Turning specifically to ERISA plans, the Bureau sees no compelling policy reason to regulate these loan transactions when the assets of the plan are small and the frequency of loans is low. This is particularly true because, like loans made against an insurance policy, the consumer is borrowing his own funds. As a general enforcement posture, the Bureau does not intend to pursue this issue. I do not believe the risks of the private use of the remedies of §5-201(2) are such as to stimulate the trustee to seek licensing. However, you may want to seek (and the Bureau would support) an exclusion of ERISA plan loans from the Code in the next legislative session, see Kansas S.A. §16a-1-301(13)(b)(iii).

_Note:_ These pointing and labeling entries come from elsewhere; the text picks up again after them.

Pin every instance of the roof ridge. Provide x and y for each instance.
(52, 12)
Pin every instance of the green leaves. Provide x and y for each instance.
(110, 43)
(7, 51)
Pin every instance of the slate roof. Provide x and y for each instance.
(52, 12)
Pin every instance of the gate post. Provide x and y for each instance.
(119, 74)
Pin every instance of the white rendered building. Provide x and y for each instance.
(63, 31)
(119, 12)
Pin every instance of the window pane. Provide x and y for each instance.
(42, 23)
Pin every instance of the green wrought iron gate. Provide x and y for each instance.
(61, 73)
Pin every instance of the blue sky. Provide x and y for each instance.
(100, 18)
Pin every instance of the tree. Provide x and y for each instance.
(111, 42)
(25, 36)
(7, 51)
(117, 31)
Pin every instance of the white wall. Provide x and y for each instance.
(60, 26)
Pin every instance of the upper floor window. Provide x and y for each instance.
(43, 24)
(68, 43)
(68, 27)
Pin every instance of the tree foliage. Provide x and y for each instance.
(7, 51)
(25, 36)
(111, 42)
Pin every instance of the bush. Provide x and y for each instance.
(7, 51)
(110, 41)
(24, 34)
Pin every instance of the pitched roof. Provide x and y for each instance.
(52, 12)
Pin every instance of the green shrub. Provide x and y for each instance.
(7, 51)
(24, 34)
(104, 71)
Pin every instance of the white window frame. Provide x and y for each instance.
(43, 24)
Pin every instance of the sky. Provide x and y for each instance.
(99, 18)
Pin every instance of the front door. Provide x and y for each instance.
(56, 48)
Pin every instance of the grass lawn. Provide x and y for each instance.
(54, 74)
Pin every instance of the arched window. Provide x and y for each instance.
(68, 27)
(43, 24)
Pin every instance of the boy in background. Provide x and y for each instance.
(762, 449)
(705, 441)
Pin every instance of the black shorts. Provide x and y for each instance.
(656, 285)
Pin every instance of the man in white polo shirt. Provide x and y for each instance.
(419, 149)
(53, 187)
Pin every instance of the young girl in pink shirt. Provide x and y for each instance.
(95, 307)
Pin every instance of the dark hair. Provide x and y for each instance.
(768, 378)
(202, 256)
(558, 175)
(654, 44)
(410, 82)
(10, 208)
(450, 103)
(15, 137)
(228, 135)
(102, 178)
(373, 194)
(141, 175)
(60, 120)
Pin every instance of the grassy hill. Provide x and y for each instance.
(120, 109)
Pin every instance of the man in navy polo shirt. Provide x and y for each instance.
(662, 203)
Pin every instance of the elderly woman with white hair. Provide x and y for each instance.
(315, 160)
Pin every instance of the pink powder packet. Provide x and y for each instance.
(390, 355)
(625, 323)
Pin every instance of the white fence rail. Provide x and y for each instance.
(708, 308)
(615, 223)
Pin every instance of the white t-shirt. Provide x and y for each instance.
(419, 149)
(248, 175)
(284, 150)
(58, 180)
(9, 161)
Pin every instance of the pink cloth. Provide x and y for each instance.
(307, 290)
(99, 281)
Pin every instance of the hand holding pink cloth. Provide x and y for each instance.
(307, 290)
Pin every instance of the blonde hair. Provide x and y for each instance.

I hope this responds to your request.

Sincerely,

/s/ Barbara R. Alexander

Barbara R. Alexander

Superintendent

BA:as

ADVISORY RULING #68

SEPTEMBER 16, 1982

PAGE 2

*AR #88 Amendment

This Ruling is modified regarding the Bureau's position that it has not, nor will not, adopt the numerical test set forth in Regulation Z §226.2(a)(17)(i), footnote 3, as the standard for determining whether or not a person is "regularly engaged" in the extension of consumer credit for Code purposes. The Bureau hereby adopts the federal approach to (1) end confusion in this area, and (2) ensure greater consistency between state and federal law and easier compliance by creditors. Notwithstanding that a transaction may not fall under the Consumer Credit Code or Truth-in-Lending in a particular case because the numerical test may not have been met, creditors are reminded that such transactions may still be scrutinized for unfairness or deception under 5 M.R.S.A., c. 10, the Unfair Trade Practices Act.